Die Kinder des Dschinn. Das Rätsel der neunten Kobra
»Wenn es so gut schmeckt wie das hier. Ich darf gar nicht dran denken, was mir in all den Jahren entgangen ist.«
»Sind Sie sicher, dass ich Sie nicht doch zu einem Gläschen Babynahrung überreden kann?«, fragte Dybbuk.
»Babynahrung?«, rief Groanin und bestellte einen weiteren Maiskolben. »Diese Kinderpampe will ich mein Lebtag nicht mehr sehen.«
Der Mann, bei dem sie diesen kleinen Imbiss erstanden, warihnen noch auf andere Weise behilflich; er konnte sie nämlich über die rosa Festung auf Dybbuks Bild von der East India Company aufklären.

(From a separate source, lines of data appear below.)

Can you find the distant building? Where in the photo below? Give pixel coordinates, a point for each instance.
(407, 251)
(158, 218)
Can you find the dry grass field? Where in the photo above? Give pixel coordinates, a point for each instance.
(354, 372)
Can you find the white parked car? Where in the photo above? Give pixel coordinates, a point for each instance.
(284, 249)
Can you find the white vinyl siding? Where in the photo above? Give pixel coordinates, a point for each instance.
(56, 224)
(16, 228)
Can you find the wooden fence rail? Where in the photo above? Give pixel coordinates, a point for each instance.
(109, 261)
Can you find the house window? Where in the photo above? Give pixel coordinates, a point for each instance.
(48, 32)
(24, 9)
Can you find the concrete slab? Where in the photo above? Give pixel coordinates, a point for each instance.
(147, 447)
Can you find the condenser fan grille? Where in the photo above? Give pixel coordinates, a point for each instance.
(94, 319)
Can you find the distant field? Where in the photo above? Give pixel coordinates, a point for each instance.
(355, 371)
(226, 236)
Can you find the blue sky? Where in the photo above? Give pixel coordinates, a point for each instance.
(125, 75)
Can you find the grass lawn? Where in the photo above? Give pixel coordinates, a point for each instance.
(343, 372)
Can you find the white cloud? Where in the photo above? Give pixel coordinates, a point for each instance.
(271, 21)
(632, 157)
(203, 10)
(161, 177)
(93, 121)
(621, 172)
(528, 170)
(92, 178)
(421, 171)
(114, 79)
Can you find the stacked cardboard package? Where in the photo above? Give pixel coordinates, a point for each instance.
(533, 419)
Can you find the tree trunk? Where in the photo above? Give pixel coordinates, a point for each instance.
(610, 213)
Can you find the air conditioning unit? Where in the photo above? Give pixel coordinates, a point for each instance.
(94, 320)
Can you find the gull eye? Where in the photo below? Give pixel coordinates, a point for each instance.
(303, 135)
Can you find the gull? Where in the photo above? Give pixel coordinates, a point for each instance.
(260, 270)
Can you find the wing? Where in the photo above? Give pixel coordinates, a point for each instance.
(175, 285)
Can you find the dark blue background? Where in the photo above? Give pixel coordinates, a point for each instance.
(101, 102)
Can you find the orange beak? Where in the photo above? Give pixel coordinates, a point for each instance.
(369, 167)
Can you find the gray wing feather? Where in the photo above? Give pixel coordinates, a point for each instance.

»Das ist der berühmte Jayaar-Sho-Aschram «, sagte er. »Er wurde vom Sadhguru Masamjhasara gegründet und ist eines der berühmtesten Zentren für Yoga und Meditation in ganz Indien. Er liegt gleich außerhalb der Stadt, südlich vom Charbagh-Bahnhof, an der Straße nach Kanpur. Ihr könnt ihn nicht verfehlen. Und zwar nicht nur wegen der Farbe. Nein, nein. Ihr müsst nur den ganzen Engländern und Amerikanern folgen, die dorthin pilgern, um nach Antworten zu suchen.« Der Mann kicherte und machte sich daran, auf seinem schwelenden Dunghaufen einen weiteren Maiskolben zu braten. »Und um ihr Geld loszuwerden natürlich. Der Guru ist sehr reich.«
»Antworten?«, sagte Dybbuk. »Was für Antworten?«
Der Mann zuckte die Achseln. »Gute Frage«, sagte er. »Das solltest du sie vielleicht selbst fragen, wenn du dort bist.«
Am nächsten Morgen bestiegen Groanin und die drei jungen Dschinn einen Bus, der zum Flughafen und weiter nach Süden fuhr. Auch mehrere westlich aussehende Reisende wollten in diese Richtung. Sie waren trotz ihrer safranfarbenen Mönchsgewänder und Bettlerlatschen an der hellen Haut und dem abwesenden Lächeln leicht zu erkennen. John sprach einen der jungen Mönche an. »Wollen Sie zum Jayaar Sho?«, fragte er ihn.
»Ich lebe dort. Ich bin ein
Sannyasin
. Ein Schüler des Gurus Masamjhasara.«
»Aber Sie kommen aus den Vereinigten Staaten, nicht?«
»Richtig. Aus Cleveland, Ohio.«
»Und warum sind Sie hier, wenn ich das fragen darf?«, erkundigte sich John bei dem
Sannyasin,
dessen Stimme ihm irgendwie bekannt vorkam.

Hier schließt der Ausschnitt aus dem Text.